SEC. 106. <<NOTE: 15 USC 7216.>> FOREIGN PUBLIC ACCOUNTING FIRMS.
(a) Applicability to Certain Foreign Firms.--
(1) In general.--Any foreign public accounting firm that
prepares or furnishes an audit report with respect to any
issuer, shall be subject to this Act and the rules of the Board
and the Commission issued under this Act, in the same manner and
to the same extent as a public accounting firm that is organized
and operates under the laws of the United States or any State,
except that registration pursuant to section 102 shall not by
itself provide a basis for subjecting such a foreign public
accounting firm to the jurisdiction of the Federal or State
courts, other than with respect to controversies between such
firms and the Board.
(2) Board authority.--The Board may, by rule, determine that
a foreign public accounting firm (or a class of such firms) that
does not issue audit reports nonetheless plays such a
substantial role in the preparation and furnishing of such
reports for particular issuers, that it is necessary or
appropriate, in light of the purposes of this Act and in the
public interest or for the protection of investors, that such
firm (or class of firms) should be treated as a public
accounting firm
[[Page 116 STAT. 765]]
(or firms) for purposes of registration under, and oversight by
the Board in accordance with, this title.

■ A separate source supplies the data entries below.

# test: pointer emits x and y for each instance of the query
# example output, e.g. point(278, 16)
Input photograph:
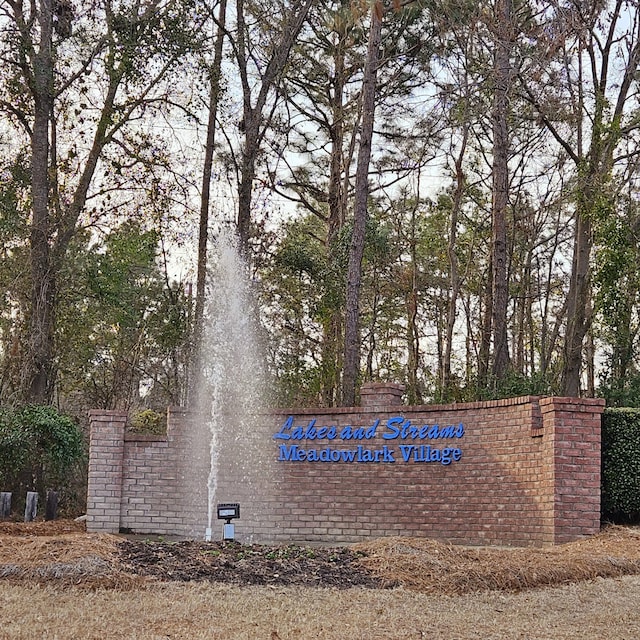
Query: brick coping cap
point(395, 408)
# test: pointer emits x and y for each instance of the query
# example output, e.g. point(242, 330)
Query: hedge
point(620, 496)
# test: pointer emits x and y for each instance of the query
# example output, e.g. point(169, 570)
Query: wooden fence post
point(51, 510)
point(5, 504)
point(31, 507)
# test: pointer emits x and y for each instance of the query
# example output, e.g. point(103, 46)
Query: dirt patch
point(62, 553)
point(233, 563)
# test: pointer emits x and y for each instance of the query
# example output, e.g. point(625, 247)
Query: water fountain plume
point(231, 393)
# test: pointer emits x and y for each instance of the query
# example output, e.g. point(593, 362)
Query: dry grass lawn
point(69, 585)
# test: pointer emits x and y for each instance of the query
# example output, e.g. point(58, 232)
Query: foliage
point(148, 421)
point(39, 448)
point(621, 465)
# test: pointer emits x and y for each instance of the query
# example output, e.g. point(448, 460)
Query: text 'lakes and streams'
point(411, 441)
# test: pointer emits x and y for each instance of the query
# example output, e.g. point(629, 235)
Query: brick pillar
point(106, 451)
point(572, 430)
point(375, 395)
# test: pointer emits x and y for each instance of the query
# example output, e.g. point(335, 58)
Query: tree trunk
point(255, 123)
point(360, 214)
point(577, 302)
point(203, 228)
point(38, 374)
point(502, 80)
point(454, 279)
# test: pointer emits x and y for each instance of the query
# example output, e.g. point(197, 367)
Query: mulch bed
point(234, 563)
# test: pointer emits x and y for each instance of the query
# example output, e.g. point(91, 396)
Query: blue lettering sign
point(398, 428)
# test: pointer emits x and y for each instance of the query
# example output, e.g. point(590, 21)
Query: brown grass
point(432, 567)
point(68, 584)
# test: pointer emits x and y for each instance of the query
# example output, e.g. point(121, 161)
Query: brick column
point(104, 489)
point(572, 428)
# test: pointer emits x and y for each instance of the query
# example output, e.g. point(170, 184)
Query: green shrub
point(148, 421)
point(39, 448)
point(621, 465)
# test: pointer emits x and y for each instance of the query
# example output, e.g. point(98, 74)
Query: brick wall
point(528, 474)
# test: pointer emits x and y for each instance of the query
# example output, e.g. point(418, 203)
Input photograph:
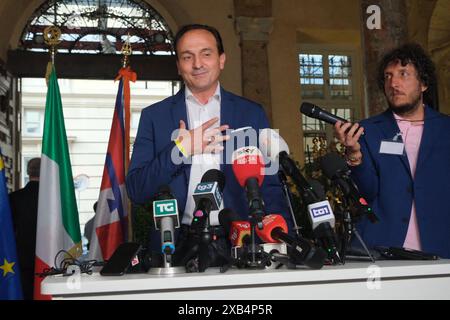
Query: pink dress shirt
point(411, 135)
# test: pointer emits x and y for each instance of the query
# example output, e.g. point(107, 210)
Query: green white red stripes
point(58, 226)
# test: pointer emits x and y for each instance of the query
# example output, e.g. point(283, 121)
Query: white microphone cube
point(208, 190)
point(320, 212)
point(163, 209)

(b) Production of Audit Workpapers.--
(1) Consent by foreign firms.--If a foreign public
accounting firm issues an opinion or otherwise performs material
services upon which a registered public accounting firm relies
in issuing all or part of any audit report or any opinion
contained in an audit report, that foreign public accounting
firm shall be deemed to have consented--
(A) to produce its audit workpapers for the Board or
the Commission in connection with any investigation by
either body with respect to that audit report; and
(B) to be subject to the jurisdiction of the courts
of the United States for purposes of enforcement of any
request for production of such workpapers.
(2) Consent by domestic firms.--A registered public
accounting firm that relies upon the opinion of a foreign public
accounting firm, as described in paragraph (1), shall be
deemed--
(A) to have consented to supplying the audit
workpapers of that foreign public accounting firm in
response to a request for production by the Board or the
Commission; and
(B) to have secured the agreement of that foreign
public accounting firm to such production, as a
condition of its reliance on the opinion of that foreign
public accounting firm.
(c) Exemption Authority.--The Commission, and the Board, subject to
the approval of the Commission, may, by rule, regulation, or order, and
as the Commission (or Board) determines necessary or appropriate in the
public interest or for the protection of investors, either
unconditionally or upon specified terms and conditions exempt any
foreign public accounting firm, or any class of such firms, from any
provision of this Act or the rules of the Board or the Commission issued
under this Act.
(d) Definition.--In this section, the term ``foreign public
accounting firm'' means a public accounting firm that is organized and
operates under the laws of a foreign government or political subdivision
thereof.
SEC. 107. <<NOTE: 15 USC 7217.>> COMMISSION OVERSIGHT OF THE BOARD.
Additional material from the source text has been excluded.